As I said to George - these photographs deserve a booklet Robert.
Those hills, the history of the land and how it was carved, then worn, the wall, it is all vastly beautiful. Yes, breathing space. I long to stand and walk and sit there (and lie down, truth be told).
More great photos, Robert. The inclined plane photo is terrific! That was actually one of the most interesting geological sites of the trip. As for the title, "Breathing Spaces," which you have given to two of the photos, that's a good summary of why many of us do these walks. We need breathing space that often seems constricted in the other facets of our lives.
Ahh..I just want to sit down there and look at views...beautiful..thanks for sharing!
Lovely pics,SW. "Breathing Space" The two words say it all. Thank you for sharing. Rebecca
Isobelle's lady here: Is the land indicative of what would have been seen at the time of the Romans or do historians believe that it was forested? Just lovely photographs. Thank you. Living vicariously through you....
Wonderful photographs of magical spaces, Robert. Makes me wonder how many of my ancestors might have 'breathed' there. Aren't you blessed to live and breathe on this part of our planet?

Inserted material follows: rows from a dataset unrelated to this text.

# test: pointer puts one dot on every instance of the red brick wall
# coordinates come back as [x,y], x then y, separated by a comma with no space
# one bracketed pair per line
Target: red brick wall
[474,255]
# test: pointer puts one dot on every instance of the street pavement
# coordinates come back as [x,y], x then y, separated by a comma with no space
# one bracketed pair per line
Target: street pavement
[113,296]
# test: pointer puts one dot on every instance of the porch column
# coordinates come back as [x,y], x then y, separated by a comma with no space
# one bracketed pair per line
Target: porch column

What an indulgence Solitary Walker, your fine photography, expressing all means of the Natural World, shimmeringly green from all the rain that Britains Sky cloulds produce and a truly sound and detailed description of your rambles.

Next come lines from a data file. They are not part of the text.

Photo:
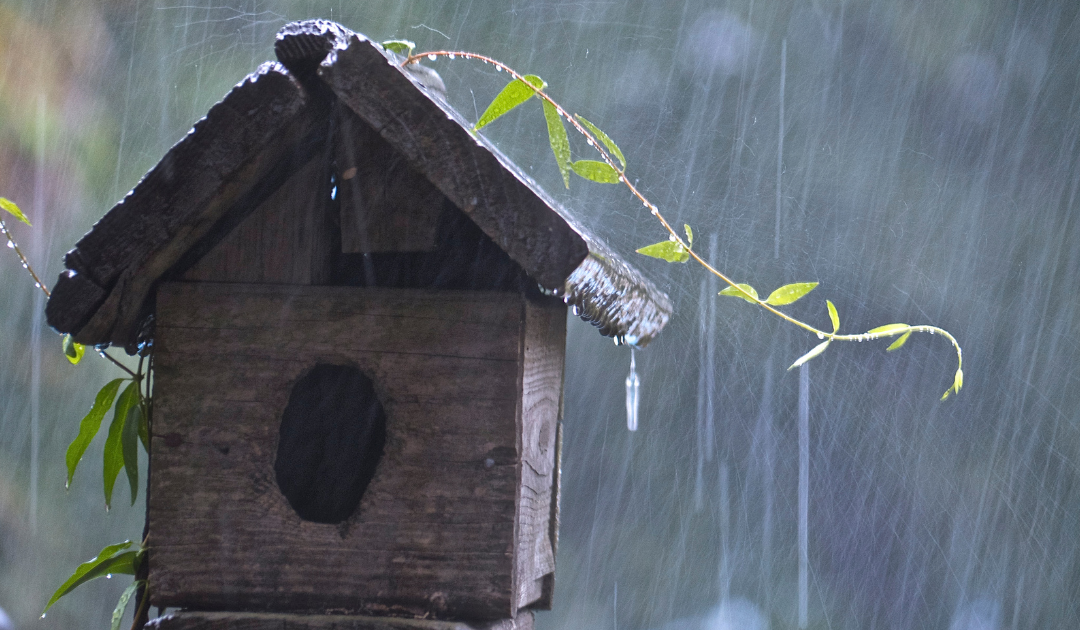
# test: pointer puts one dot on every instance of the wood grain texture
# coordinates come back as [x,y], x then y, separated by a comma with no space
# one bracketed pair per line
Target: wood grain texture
[543,353]
[470,173]
[386,204]
[197,620]
[231,159]
[434,533]
[286,240]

Don't see things like that around here! Your pictures made me think of the TV show "Game of Thrones" which I just started watching--lots of stone work settings.
Love that word "sequestered". Those Romans: among all that empire-building and nastiness, they left us with some splendid words.

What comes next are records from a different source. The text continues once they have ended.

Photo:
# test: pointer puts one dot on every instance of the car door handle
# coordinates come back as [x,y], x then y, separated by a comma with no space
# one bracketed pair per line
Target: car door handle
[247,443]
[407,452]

Great photos of the wall. Considering walking this next year. "Breathing Space" I think adequately sums it up!
Thanks one and all for these valued comments. The idea of 'breathing spaces' seems to have touched a chord. We certainly need these kinds of big, open, windswept green spaces in all of our lives - to give our frenetic minds a rest, to escape from the demands of societal pressures and day-to-day routine, to give ourselves chance to reconnect with nature. And to remain sane, in fact.